Nobody else noticed the problem because they weren’t uploading much more than Google requests and the occasional email (this is a sedentary neighbourhood).
The experience is also different with TTEC and WASA, which have two-month and three-month billing cycles respectively, a forgiving span of time for fragile memory.
Flow sends multiple reminder emails about upcoming payment deadlines.
TSTT mostly stays quiet and just cuts customers off when one payment behind becomes two. Which is, y’know, a choice, but it’s one that takes nothing into account beyond a meter running out.
To the machine that cuts out service on a clock, the customer is not a person, they are a number that’s fallen into arrears.

To the hapless customer service representatives who answer *100, they are angry voices demanding answers.
For the record, I never quarrel with customer service people, my ire is reserved for the nitwits who saddle them with cobbled together systems that turn their working lives into a living hell of clumsy account information confirmations that they know, in their hearts, are an affront to the very idea of customer service.
What are TSTT’s options to address this pain point for their customers?
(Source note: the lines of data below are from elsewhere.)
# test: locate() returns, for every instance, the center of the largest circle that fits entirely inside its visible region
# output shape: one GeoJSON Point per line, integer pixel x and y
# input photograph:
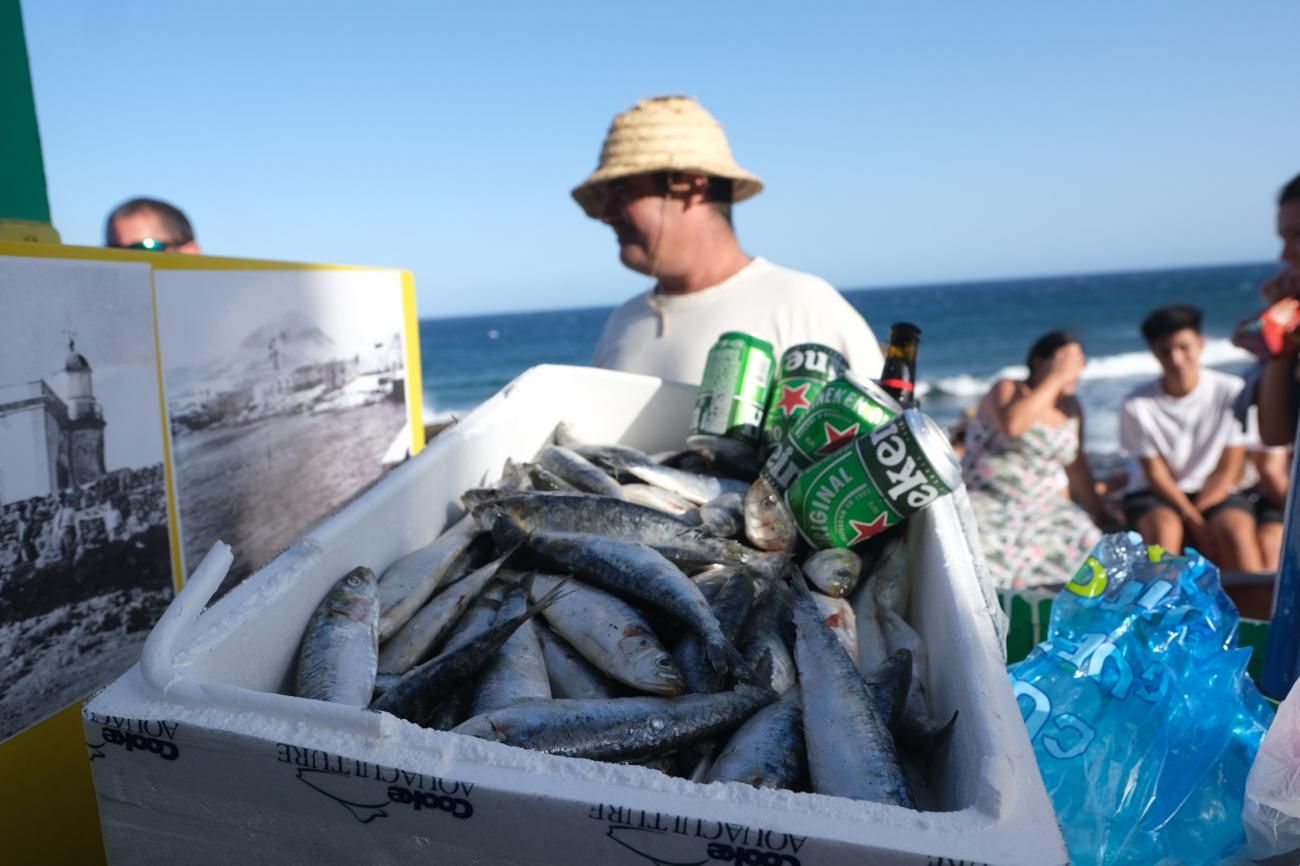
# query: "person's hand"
{"type": "Point", "coordinates": [1066, 364]}
{"type": "Point", "coordinates": [1110, 518]}
{"type": "Point", "coordinates": [1285, 285]}
{"type": "Point", "coordinates": [1194, 519]}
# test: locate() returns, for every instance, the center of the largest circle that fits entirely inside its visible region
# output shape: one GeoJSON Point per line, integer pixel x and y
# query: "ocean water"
{"type": "Point", "coordinates": [973, 334]}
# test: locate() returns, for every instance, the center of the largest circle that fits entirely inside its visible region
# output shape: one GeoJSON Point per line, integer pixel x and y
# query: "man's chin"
{"type": "Point", "coordinates": [635, 259]}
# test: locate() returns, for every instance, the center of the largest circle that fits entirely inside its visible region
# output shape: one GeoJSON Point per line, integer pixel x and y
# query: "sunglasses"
{"type": "Point", "coordinates": [152, 245]}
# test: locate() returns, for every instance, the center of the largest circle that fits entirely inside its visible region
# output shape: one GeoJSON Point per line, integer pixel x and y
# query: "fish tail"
{"type": "Point", "coordinates": [545, 601]}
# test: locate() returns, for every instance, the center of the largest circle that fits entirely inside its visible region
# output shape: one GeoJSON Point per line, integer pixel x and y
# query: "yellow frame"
{"type": "Point", "coordinates": [47, 808]}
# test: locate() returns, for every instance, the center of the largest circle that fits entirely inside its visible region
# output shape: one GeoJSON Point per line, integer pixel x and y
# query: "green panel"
{"type": "Point", "coordinates": [22, 172]}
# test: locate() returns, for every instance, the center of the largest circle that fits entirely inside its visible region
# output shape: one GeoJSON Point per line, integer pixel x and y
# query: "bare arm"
{"type": "Point", "coordinates": [1222, 479]}
{"type": "Point", "coordinates": [1277, 398]}
{"type": "Point", "coordinates": [1083, 486]}
{"type": "Point", "coordinates": [1017, 408]}
{"type": "Point", "coordinates": [1162, 484]}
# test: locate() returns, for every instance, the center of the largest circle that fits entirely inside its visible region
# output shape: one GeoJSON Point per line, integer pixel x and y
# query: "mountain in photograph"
{"type": "Point", "coordinates": [284, 367]}
{"type": "Point", "coordinates": [284, 343]}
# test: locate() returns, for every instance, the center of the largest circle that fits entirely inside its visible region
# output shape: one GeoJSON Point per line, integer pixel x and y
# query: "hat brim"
{"type": "Point", "coordinates": [592, 193]}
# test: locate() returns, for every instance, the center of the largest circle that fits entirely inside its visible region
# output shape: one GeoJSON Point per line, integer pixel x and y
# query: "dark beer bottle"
{"type": "Point", "coordinates": [898, 376]}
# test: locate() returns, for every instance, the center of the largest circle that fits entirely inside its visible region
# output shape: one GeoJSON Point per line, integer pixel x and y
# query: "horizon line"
{"type": "Point", "coordinates": [930, 284]}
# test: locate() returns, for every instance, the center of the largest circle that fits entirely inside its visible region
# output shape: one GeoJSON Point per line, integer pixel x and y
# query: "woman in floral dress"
{"type": "Point", "coordinates": [1023, 459]}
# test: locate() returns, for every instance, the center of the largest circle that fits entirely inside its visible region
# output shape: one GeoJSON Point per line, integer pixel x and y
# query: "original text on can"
{"type": "Point", "coordinates": [887, 476]}
{"type": "Point", "coordinates": [844, 410]}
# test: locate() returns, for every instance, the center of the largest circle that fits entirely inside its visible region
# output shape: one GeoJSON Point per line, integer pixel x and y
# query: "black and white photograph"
{"type": "Point", "coordinates": [85, 557]}
{"type": "Point", "coordinates": [286, 397]}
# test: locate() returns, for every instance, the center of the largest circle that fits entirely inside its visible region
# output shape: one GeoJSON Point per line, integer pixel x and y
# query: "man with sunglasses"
{"type": "Point", "coordinates": [666, 185]}
{"type": "Point", "coordinates": [148, 224]}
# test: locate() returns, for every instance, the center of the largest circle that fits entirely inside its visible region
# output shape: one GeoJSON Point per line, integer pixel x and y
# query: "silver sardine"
{"type": "Point", "coordinates": [850, 750]}
{"type": "Point", "coordinates": [339, 648]}
{"type": "Point", "coordinates": [611, 635]}
{"type": "Point", "coordinates": [627, 728]}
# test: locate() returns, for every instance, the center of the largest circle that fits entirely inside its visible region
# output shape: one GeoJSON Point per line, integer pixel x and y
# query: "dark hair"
{"type": "Point", "coordinates": [173, 220]}
{"type": "Point", "coordinates": [1048, 343]}
{"type": "Point", "coordinates": [1290, 193]}
{"type": "Point", "coordinates": [1170, 320]}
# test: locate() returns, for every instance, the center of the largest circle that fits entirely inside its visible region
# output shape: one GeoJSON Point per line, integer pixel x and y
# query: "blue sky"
{"type": "Point", "coordinates": [901, 143]}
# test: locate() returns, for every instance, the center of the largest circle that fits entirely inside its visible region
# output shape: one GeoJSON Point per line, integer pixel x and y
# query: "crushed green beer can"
{"type": "Point", "coordinates": [801, 376]}
{"type": "Point", "coordinates": [732, 395]}
{"type": "Point", "coordinates": [845, 408]}
{"type": "Point", "coordinates": [882, 480]}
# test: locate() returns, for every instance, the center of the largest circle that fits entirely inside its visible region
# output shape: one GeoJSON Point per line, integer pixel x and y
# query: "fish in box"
{"type": "Point", "coordinates": [246, 771]}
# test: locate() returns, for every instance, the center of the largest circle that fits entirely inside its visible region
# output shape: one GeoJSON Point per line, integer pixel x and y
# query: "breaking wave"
{"type": "Point", "coordinates": [1125, 366]}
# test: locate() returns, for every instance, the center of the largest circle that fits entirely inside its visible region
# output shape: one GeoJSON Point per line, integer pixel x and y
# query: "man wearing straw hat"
{"type": "Point", "coordinates": [666, 185]}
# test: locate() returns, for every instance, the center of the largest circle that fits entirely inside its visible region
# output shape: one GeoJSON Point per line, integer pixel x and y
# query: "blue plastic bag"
{"type": "Point", "coordinates": [1142, 715]}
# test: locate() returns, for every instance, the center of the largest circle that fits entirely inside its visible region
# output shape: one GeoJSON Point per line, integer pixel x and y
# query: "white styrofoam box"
{"type": "Point", "coordinates": [198, 758]}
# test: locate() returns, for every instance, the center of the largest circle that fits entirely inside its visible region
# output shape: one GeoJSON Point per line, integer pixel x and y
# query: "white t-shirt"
{"type": "Point", "coordinates": [1188, 432]}
{"type": "Point", "coordinates": [670, 336]}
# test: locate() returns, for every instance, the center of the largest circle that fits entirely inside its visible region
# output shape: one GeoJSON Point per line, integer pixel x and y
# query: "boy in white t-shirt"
{"type": "Point", "coordinates": [1190, 449]}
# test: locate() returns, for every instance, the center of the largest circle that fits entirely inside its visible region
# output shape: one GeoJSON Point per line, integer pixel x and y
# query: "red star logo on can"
{"type": "Point", "coordinates": [836, 438]}
{"type": "Point", "coordinates": [867, 529]}
{"type": "Point", "coordinates": [793, 398]}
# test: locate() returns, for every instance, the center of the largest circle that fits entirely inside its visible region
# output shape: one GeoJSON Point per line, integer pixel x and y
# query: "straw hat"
{"type": "Point", "coordinates": [664, 134]}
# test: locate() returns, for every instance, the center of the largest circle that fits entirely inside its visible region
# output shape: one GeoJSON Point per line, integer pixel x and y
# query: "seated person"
{"type": "Point", "coordinates": [1188, 447]}
{"type": "Point", "coordinates": [1265, 484]}
{"type": "Point", "coordinates": [1022, 459]}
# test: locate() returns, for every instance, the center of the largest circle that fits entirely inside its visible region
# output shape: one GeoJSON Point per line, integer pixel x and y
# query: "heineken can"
{"type": "Point", "coordinates": [804, 372]}
{"type": "Point", "coordinates": [732, 397]}
{"type": "Point", "coordinates": [882, 480]}
{"type": "Point", "coordinates": [844, 410]}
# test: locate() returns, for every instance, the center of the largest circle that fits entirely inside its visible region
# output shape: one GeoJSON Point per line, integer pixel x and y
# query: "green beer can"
{"type": "Point", "coordinates": [844, 410]}
{"type": "Point", "coordinates": [882, 480]}
{"type": "Point", "coordinates": [729, 405]}
{"type": "Point", "coordinates": [802, 373]}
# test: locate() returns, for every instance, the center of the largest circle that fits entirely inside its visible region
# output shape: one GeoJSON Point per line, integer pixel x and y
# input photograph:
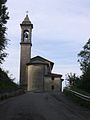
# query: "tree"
{"type": "Point", "coordinates": [73, 79]}
{"type": "Point", "coordinates": [3, 20]}
{"type": "Point", "coordinates": [85, 65]}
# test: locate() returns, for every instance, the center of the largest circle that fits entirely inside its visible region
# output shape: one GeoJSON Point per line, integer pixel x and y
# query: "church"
{"type": "Point", "coordinates": [35, 73]}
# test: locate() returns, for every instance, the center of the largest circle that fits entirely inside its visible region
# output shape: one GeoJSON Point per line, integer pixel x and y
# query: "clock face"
{"type": "Point", "coordinates": [26, 34]}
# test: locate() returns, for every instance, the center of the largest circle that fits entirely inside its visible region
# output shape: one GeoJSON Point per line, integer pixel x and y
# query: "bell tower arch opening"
{"type": "Point", "coordinates": [25, 50]}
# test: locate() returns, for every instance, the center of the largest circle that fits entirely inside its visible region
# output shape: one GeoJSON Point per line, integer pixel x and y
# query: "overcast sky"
{"type": "Point", "coordinates": [61, 28]}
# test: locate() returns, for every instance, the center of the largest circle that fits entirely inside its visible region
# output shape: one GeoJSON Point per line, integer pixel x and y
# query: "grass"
{"type": "Point", "coordinates": [76, 99]}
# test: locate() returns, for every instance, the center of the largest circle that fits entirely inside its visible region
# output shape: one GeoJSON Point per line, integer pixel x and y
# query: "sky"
{"type": "Point", "coordinates": [61, 29]}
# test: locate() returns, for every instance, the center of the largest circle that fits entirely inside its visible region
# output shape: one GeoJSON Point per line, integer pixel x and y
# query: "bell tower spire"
{"type": "Point", "coordinates": [26, 43]}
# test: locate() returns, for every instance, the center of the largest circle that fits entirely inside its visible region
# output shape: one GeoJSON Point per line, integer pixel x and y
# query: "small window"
{"type": "Point", "coordinates": [52, 77]}
{"type": "Point", "coordinates": [52, 87]}
{"type": "Point", "coordinates": [26, 34]}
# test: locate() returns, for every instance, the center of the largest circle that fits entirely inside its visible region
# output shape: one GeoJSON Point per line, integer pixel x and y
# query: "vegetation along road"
{"type": "Point", "coordinates": [42, 106]}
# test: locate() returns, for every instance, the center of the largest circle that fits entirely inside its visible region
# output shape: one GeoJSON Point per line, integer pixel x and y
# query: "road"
{"type": "Point", "coordinates": [42, 106]}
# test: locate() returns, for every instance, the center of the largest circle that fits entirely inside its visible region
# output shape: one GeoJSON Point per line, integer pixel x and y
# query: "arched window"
{"type": "Point", "coordinates": [26, 34]}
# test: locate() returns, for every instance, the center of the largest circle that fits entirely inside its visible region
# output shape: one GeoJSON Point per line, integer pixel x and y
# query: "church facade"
{"type": "Point", "coordinates": [35, 73]}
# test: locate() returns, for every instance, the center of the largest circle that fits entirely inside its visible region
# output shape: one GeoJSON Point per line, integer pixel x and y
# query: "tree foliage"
{"type": "Point", "coordinates": [3, 20]}
{"type": "Point", "coordinates": [85, 66]}
{"type": "Point", "coordinates": [73, 79]}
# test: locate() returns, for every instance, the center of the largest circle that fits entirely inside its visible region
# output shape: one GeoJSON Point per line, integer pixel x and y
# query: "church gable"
{"type": "Point", "coordinates": [41, 60]}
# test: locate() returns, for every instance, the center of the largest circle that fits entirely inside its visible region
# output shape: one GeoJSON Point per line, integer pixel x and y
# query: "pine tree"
{"type": "Point", "coordinates": [3, 20]}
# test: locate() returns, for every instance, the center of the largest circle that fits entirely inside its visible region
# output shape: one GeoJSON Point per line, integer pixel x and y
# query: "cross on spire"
{"type": "Point", "coordinates": [27, 12]}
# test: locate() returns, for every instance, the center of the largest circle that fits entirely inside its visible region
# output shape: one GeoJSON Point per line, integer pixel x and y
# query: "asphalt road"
{"type": "Point", "coordinates": [42, 106]}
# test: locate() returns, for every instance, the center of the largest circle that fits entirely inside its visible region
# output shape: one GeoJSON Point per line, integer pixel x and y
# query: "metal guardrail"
{"type": "Point", "coordinates": [84, 97]}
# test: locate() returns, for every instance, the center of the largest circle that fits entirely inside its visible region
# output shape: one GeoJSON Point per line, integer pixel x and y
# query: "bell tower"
{"type": "Point", "coordinates": [25, 55]}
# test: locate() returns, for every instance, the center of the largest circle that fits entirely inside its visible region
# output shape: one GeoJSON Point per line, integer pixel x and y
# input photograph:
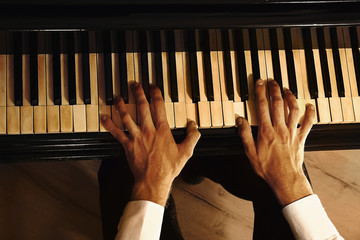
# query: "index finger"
{"type": "Point", "coordinates": [262, 103]}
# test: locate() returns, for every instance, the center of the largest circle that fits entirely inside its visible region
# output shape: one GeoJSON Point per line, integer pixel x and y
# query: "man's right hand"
{"type": "Point", "coordinates": [278, 154]}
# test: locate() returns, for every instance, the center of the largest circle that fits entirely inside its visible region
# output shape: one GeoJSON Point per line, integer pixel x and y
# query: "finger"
{"type": "Point", "coordinates": [128, 122]}
{"type": "Point", "coordinates": [142, 106]}
{"type": "Point", "coordinates": [159, 106]}
{"type": "Point", "coordinates": [277, 104]}
{"type": "Point", "coordinates": [192, 137]}
{"type": "Point", "coordinates": [115, 131]}
{"type": "Point", "coordinates": [262, 103]}
{"type": "Point", "coordinates": [294, 111]}
{"type": "Point", "coordinates": [307, 123]}
{"type": "Point", "coordinates": [244, 131]}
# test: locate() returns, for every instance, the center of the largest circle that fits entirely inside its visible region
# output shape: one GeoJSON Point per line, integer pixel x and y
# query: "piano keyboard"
{"type": "Point", "coordinates": [52, 82]}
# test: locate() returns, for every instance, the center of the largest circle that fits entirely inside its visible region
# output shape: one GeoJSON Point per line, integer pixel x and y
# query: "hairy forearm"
{"type": "Point", "coordinates": [290, 188]}
{"type": "Point", "coordinates": [157, 193]}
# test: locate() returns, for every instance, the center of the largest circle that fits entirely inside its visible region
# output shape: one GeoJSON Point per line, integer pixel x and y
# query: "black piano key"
{"type": "Point", "coordinates": [120, 37]}
{"type": "Point", "coordinates": [290, 65]}
{"type": "Point", "coordinates": [170, 46]}
{"type": "Point", "coordinates": [17, 50]}
{"type": "Point", "coordinates": [204, 45]}
{"type": "Point", "coordinates": [34, 91]}
{"type": "Point", "coordinates": [225, 47]}
{"type": "Point", "coordinates": [356, 55]}
{"type": "Point", "coordinates": [53, 48]}
{"type": "Point", "coordinates": [310, 64]}
{"type": "Point", "coordinates": [190, 47]}
{"type": "Point", "coordinates": [155, 46]}
{"type": "Point", "coordinates": [241, 64]}
{"type": "Point", "coordinates": [337, 63]}
{"type": "Point", "coordinates": [70, 51]}
{"type": "Point", "coordinates": [108, 67]}
{"type": "Point", "coordinates": [143, 43]}
{"type": "Point", "coordinates": [275, 56]}
{"type": "Point", "coordinates": [254, 54]}
{"type": "Point", "coordinates": [323, 61]}
{"type": "Point", "coordinates": [83, 48]}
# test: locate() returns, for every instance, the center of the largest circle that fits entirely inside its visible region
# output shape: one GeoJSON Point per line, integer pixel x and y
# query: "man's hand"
{"type": "Point", "coordinates": [154, 158]}
{"type": "Point", "coordinates": [278, 155]}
Like every service that’s hoping to make their cash flow digital, they would prefer to have those transactions happen through their payment portal.
There are still people who are more comfortable making their payments in person, at a cashier, and getting a physical receipt, but there’s a far greater share who want to deal with all their bills in their bank’s app in one brutal gouge every month.
Mobile phone apps allow you to create templates that once tested, work every time and make the rapid-fire diminishing of one’s bank account seamless, if not painless.
TSTT does send notifications that their bills are due, but I get at least four of them, three from accounts that have been closed for years and continue to shamble along as zombie presences in the company’s payments architecture.
I cannot offer useful conjecture about why TSTT’s payments system is so dramatically and painfully behind the very shallow curve established by every other utilities company in this country, but it is.
Its failings are patched over by an expensive human resource deployment that chases after emails and frets about missing logos as certifications of payment.
What is clear is that when a company makes it troublesome to give it money, it is creating a problem that cuts to the heart of its business purpose.
Customers aren’t the problem here; a faulty, penalty-laden idea of customer service is. Every business has choke points and road bumps, but taking money from the punters should never be one of them.